Further, the Cooperatives request of an order to quash the depositions is without basis and should be denied. The Cooperatives have provided no justification for their Motion to Quash the depositions of Cooperative representatives. The Cooperatives have only offered the expert testimony of outside witnesses in this proceeding and have failed to make available the members of the Cooperative Boards or management personnel that were directly involved in the MACS investment.
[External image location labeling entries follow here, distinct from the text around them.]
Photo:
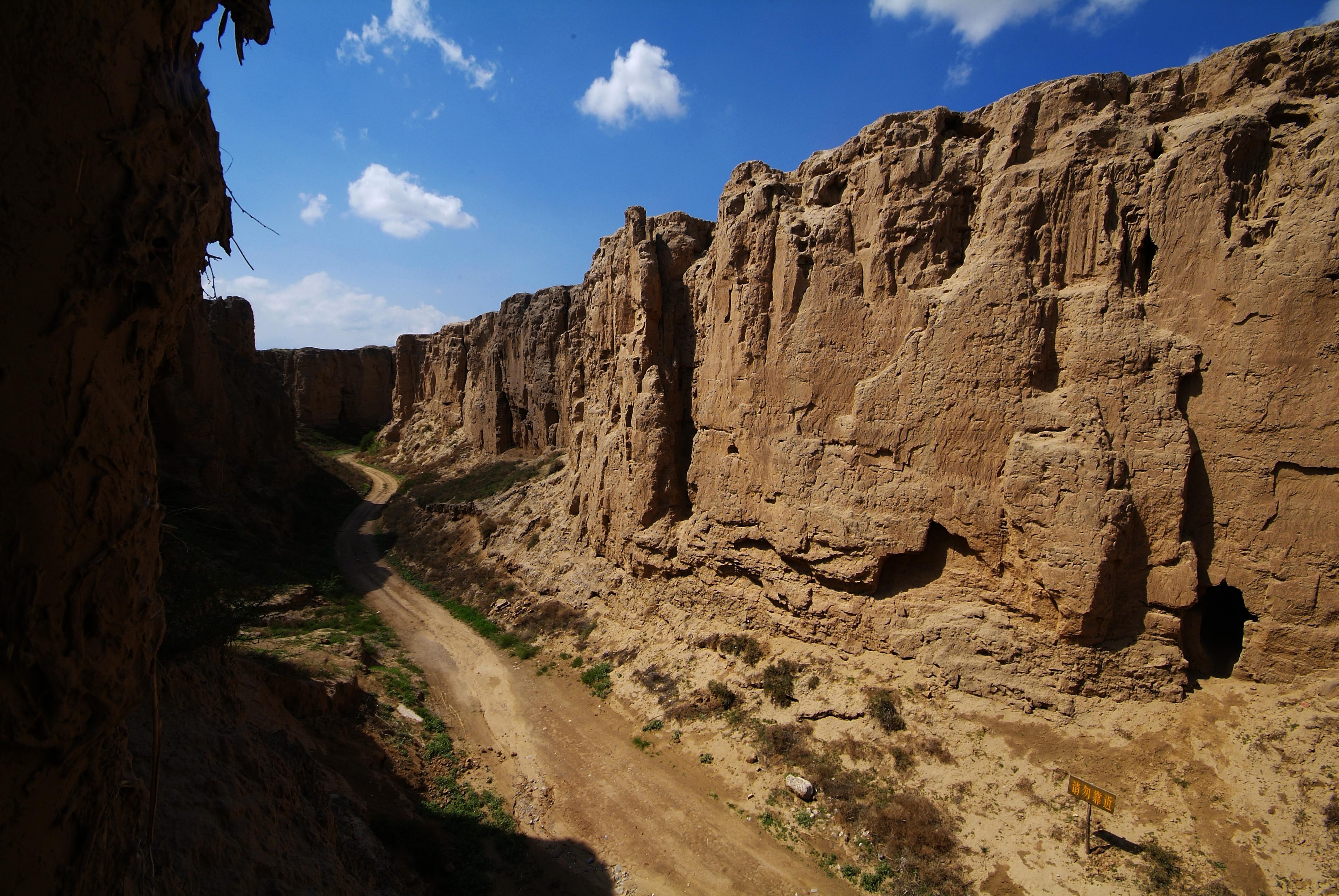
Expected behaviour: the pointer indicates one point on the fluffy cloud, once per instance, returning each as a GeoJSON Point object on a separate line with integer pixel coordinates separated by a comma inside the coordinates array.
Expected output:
{"type": "Point", "coordinates": [977, 20]}
{"type": "Point", "coordinates": [315, 210]}
{"type": "Point", "coordinates": [409, 22]}
{"type": "Point", "coordinates": [325, 313]}
{"type": "Point", "coordinates": [638, 84]}
{"type": "Point", "coordinates": [1329, 13]}
{"type": "Point", "coordinates": [1204, 53]}
{"type": "Point", "coordinates": [402, 207]}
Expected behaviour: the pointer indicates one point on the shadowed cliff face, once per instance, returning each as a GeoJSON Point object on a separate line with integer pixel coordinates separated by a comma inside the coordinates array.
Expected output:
{"type": "Point", "coordinates": [1070, 354]}
{"type": "Point", "coordinates": [224, 432]}
{"type": "Point", "coordinates": [338, 390]}
{"type": "Point", "coordinates": [112, 189]}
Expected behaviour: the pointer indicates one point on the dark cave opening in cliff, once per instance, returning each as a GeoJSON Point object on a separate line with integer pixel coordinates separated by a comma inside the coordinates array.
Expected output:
{"type": "Point", "coordinates": [1223, 618]}
{"type": "Point", "coordinates": [919, 568]}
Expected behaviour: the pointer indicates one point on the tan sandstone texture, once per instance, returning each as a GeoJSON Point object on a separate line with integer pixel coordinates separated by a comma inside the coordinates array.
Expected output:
{"type": "Point", "coordinates": [112, 189]}
{"type": "Point", "coordinates": [1070, 356]}
{"type": "Point", "coordinates": [335, 389]}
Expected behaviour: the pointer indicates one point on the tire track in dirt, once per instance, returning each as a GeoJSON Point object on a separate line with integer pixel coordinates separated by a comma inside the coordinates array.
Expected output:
{"type": "Point", "coordinates": [576, 775]}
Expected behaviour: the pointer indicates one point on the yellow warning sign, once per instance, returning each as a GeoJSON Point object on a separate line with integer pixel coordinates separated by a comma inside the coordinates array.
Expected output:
{"type": "Point", "coordinates": [1086, 792]}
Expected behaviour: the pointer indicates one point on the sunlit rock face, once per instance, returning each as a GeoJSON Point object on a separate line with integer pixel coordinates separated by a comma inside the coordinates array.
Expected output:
{"type": "Point", "coordinates": [1072, 354]}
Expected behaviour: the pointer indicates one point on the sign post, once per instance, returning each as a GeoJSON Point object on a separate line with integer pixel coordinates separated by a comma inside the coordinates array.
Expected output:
{"type": "Point", "coordinates": [1095, 796]}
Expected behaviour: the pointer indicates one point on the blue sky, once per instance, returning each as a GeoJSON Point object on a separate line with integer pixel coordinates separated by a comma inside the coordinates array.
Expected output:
{"type": "Point", "coordinates": [422, 167]}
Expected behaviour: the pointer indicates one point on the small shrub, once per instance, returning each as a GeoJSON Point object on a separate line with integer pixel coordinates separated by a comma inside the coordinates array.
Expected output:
{"type": "Point", "coordinates": [724, 696]}
{"type": "Point", "coordinates": [788, 742]}
{"type": "Point", "coordinates": [872, 881]}
{"type": "Point", "coordinates": [883, 708]}
{"type": "Point", "coordinates": [440, 747]}
{"type": "Point", "coordinates": [715, 698]}
{"type": "Point", "coordinates": [659, 682]}
{"type": "Point", "coordinates": [778, 682]}
{"type": "Point", "coordinates": [746, 647]}
{"type": "Point", "coordinates": [1163, 867]}
{"type": "Point", "coordinates": [598, 680]}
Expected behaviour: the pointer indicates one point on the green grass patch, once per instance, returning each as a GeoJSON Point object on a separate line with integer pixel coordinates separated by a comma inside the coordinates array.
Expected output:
{"type": "Point", "coordinates": [472, 617]}
{"type": "Point", "coordinates": [481, 483]}
{"type": "Point", "coordinates": [598, 680]}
PUC § 3-107 grants parties in a proceeding the right to take depositions and the Complainants wish to exercise that right, as it is the only means of obtaining relevant information relating to the Cooperatives in MACS. Further as discussed in Bell Atlantic, the Court in referencing the Commission’s broad jurisdictional powers, finds that the powers of the Commission shall be construed liberally (Id. at 18-19); and PUC § 3-101(b) provides that the “Commission is not bound by the rules of evidence or procedure of any court”. For these reasons, the Complainants respectfully request that your Honor deny the Cooperatives request to quash the depositions of the individuals named in the Notice of Deposition served by the Complainants on February 11, 2002.
III. CONCLUSION
For the aforementioned reasons, the Complainants respectfully request that the Motion to Quash or Limit Notices of Deposition filed in this proceeding be denied.
Respectfully submitted,
______
GARY R. ALEXANDER
CHANTEL R. ORNSTEIN
Alexander & Cleaver, P.A.
54 State Circle
Annapolis, MD 21401
410-974-9000
410-974-9002 (fax)
Counsel to MPADA and MAPGA
1
[1] Opposition to Motions to Dismiss, Sec. B: The Commission Has Jurisdiction to Adjudicate the Alleged Violations of the Corporations and Associations Article and the Electric Cooperative Act.